Significance. If the experimental claims hold under detailed scrutiny, the work would represent a meaningful step toward fine-grained, reference-driven control in audio generation, addressing the limitation of existing text-to-audio models that primarily achieve semantic alignment rather than event-specific customization. The accompanying datasets and benchmark would also supply useful resources for future research on personalized audio synthesis.
major comments (3)
- [Methods] Methods / conditioning subsection: The reference encoder (typically CLAP or WavLM embeddings) is fed into standard cross-attention or FiLM layers without an explicit event-disentanglement stage. This leaves open the possibility that the UNet satisfies the training objective by copying global acoustic statistics (timbre, background, recording artifacts) rather than isolating the target auditory event, directly undermining the central claim that a few references supply cleanly transferable, event-specific features.
- [Experiments] Experiments / results section: The reported positive outcomes on consistency and alignment lack accompanying quantitative metrics, ablation tables (e.g., performance on noisy vs. clean references or single- vs. multi-source clips), and error analysis.
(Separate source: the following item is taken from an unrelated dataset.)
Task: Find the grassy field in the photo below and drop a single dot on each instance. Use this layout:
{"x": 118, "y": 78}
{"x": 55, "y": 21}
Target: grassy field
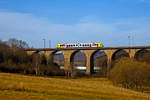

Without these, it is impossible to verify robustness against the weakest assumption that reference clips contain clean, identifiable events.
- [Datasets] Dataset construction: The two new datasets are introduced for CTTA training and testing, yet the selection and annotation protocol for ensuring that reference clips isolate the intended personalized events (rather than composite or noisy scenes) is not specified. This detail is load-bearing for the benchmark's validity and for the claim of real-world applicability.
minor comments (2)
- [Abstract] Abstract: Adding one or two key quantitative scores (e.g., consistency or alignment metrics) would make the summary of experimental outcomes more informative.
- Notation and terminology: The phrases 'customized audio features' and 'personalized audio events' are used interchangeably; a single consistent term would improve clarity.
Simulated Author's Rebuttal
We thank the referee for the constructive and detailed feedback, which highlights important aspects for improving the clarity and robustness of our work on DreamAudio. We address each major comment below and outline the revisions we will incorporate.
read point-by-point responses
-
Referee: [Methods] Methods / conditioning subsection: The reference encoder (typically CLAP or WavLM embeddings) is fed into standard cross-attention or FiLM layers without an explicit event-disentanglement stage. This leaves open the possibility that the UNet satisfies the training objective by copying global acoustic statistics (timbre, background, recording artifacts) rather than isolating the target auditory event, directly undermining the central claim that a few references supply cleanly transferable, event-specific features.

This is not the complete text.